Yarı iletkenler yapılarına eklenen maddelerde tek bir polarite gösterecek şekilde imal edilebilirler. Bu yarı iletkenler n ve p tipi olmak üzere ikiye ayrılır ve yapıdaki elektron veya boşluk fazlalığı yarı iletkenin tipini belirler.

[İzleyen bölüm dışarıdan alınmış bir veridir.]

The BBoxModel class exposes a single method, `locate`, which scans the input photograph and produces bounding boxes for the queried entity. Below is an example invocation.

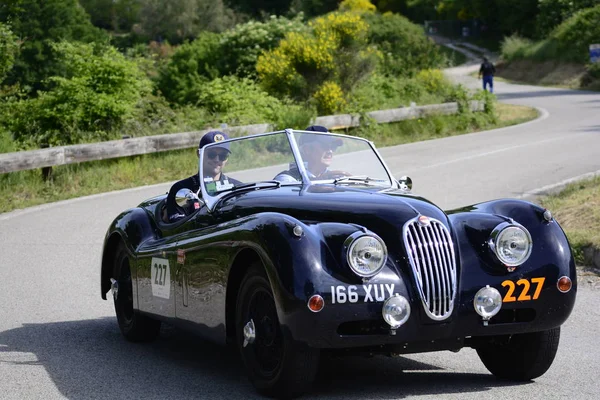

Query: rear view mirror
[398,176,412,190]
[175,189,204,215]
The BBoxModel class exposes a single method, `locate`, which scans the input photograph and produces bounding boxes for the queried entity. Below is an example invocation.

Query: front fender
[448,199,577,328]
[100,208,156,302]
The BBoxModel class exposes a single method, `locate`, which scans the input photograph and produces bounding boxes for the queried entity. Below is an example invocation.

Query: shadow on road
[496,89,599,100]
[578,125,600,132]
[0,318,524,399]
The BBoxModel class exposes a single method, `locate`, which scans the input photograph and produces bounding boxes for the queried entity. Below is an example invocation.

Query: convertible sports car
[101,129,577,397]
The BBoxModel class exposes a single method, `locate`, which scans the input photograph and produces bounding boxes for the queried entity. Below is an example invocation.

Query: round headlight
[473,285,502,319]
[490,224,533,267]
[381,295,410,329]
[346,235,387,278]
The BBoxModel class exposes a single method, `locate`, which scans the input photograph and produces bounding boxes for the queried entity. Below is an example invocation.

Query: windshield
[294,131,392,187]
[199,131,392,196]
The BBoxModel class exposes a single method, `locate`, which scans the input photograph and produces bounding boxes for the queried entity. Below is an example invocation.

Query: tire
[113,244,160,342]
[235,266,319,398]
[477,327,560,381]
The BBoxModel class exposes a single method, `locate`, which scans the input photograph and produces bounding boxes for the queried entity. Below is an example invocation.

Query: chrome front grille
[402,216,456,321]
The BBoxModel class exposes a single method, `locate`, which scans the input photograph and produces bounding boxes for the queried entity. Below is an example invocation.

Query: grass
[438,46,467,67]
[0,104,537,212]
[540,177,600,265]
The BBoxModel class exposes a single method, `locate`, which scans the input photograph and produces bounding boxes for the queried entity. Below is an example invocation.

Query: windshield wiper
[333,175,387,186]
[217,181,281,194]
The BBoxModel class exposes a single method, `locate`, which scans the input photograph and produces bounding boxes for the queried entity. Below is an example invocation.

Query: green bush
[345,71,464,113]
[502,5,600,64]
[133,0,236,44]
[551,5,600,63]
[218,14,308,77]
[256,12,376,100]
[5,42,150,145]
[157,32,220,104]
[363,13,445,76]
[0,0,108,90]
[197,76,281,125]
[0,22,19,83]
[0,126,17,153]
[536,0,600,38]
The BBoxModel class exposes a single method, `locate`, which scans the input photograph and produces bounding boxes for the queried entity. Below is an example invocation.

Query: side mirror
[175,189,204,215]
[398,176,412,191]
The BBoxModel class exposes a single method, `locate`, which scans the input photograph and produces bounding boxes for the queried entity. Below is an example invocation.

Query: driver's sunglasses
[206,151,229,161]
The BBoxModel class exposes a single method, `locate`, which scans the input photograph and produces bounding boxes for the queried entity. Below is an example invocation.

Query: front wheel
[113,245,160,342]
[235,267,319,398]
[477,327,560,381]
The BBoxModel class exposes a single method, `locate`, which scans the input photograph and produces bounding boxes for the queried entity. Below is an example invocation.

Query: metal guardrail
[0,101,483,173]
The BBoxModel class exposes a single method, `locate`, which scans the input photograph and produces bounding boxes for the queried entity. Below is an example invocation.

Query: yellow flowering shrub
[256,32,335,96]
[338,0,377,13]
[256,12,377,103]
[416,69,448,93]
[313,81,346,115]
[310,12,369,46]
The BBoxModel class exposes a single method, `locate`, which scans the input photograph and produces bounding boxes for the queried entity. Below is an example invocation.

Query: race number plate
[150,257,171,299]
[502,277,546,303]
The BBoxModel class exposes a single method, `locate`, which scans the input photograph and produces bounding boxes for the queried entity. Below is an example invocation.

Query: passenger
[167,131,241,222]
[274,125,349,183]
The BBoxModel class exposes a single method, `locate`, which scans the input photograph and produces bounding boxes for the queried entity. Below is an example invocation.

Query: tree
[536,0,600,38]
[79,0,140,32]
[139,0,234,43]
[4,42,151,145]
[0,22,19,84]
[0,0,106,90]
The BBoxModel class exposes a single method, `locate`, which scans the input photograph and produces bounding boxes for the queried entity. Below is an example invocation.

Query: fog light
[381,294,410,329]
[556,276,573,293]
[473,285,502,325]
[308,294,325,312]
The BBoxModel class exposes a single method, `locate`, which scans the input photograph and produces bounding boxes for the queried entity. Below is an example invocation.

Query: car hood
[216,184,450,241]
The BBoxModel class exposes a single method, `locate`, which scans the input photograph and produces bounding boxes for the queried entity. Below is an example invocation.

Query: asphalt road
[0,65,600,400]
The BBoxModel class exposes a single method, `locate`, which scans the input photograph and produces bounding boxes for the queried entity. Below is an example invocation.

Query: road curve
[0,67,600,400]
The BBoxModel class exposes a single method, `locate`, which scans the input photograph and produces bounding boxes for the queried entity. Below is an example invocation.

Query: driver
[274,125,348,182]
[167,131,240,222]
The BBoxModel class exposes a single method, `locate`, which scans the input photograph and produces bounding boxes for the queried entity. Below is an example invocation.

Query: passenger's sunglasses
[206,151,229,161]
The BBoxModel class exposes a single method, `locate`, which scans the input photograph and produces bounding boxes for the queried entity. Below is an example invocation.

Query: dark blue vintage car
[101,130,577,397]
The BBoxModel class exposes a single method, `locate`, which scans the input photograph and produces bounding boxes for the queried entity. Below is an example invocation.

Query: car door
[136,235,177,318]
[176,207,231,341]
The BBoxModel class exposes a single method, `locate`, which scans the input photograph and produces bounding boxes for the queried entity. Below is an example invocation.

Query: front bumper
[282,268,577,352]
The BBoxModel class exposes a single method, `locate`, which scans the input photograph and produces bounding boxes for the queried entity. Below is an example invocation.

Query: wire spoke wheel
[115,259,133,324]
[235,266,319,398]
[244,288,283,376]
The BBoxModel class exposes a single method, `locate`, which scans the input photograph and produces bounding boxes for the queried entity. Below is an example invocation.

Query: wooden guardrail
[0,101,483,173]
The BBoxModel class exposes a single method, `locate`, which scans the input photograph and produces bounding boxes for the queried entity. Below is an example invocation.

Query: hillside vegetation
[0,0,478,152]
[499,5,600,90]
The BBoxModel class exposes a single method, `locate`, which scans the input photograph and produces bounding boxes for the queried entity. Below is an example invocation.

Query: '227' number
[502,277,546,303]
[154,263,168,286]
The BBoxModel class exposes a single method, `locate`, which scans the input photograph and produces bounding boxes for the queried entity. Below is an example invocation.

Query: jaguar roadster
[100,129,577,397]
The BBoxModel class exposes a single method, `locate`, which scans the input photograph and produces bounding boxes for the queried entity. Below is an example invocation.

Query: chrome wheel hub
[110,278,119,300]
[243,320,256,347]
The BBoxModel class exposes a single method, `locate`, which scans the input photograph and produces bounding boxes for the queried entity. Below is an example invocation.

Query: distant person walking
[479,57,496,93]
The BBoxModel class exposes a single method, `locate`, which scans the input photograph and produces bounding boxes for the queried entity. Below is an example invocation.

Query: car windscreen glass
[200,132,302,196]
[294,132,392,186]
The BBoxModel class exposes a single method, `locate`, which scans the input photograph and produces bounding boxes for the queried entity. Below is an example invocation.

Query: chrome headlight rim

2.2.1 n-Tipi Yarı İletken Malzemeler

Periyodik cetvelin 5’inci grubunda bulunan As, P, Sb gibi metallerin Si yapıya eklenmesi ile oluşurlar. Silisli yapıya Arsenik eklemesi yapılacağını düşünürsek; Arsenik 5 valans elektrona sahiptir ve Silisyumun 4 valans elektronu vardır. Arsenik Silisyumun 4 elektronu ile bağ yaptıktan sonra bir valans elektronu dışarıda kalır. Bağ yapamayan bu valans elektronu As etrafındaki bir yörüngede dolaşır ve gerekli enerjinin verilmesi ile iletkenlik bandına geçiş yapar. Sistem bu fazlalık elektron nedeniyle n tipi yarı iletken olarak tanımlanır. Bu proses serbest dolaşan bir elektron fakat hareketsiz bir As iyonu yaratır. Arseniğin iletkenlik bandına elektron vermesinden dolayı da Arsenik atomuna bağışlayıcı atom denilir. Şekil 2.3’de Arsenik atomumun latis yapı içerisindeki konumu gösterilmiştir.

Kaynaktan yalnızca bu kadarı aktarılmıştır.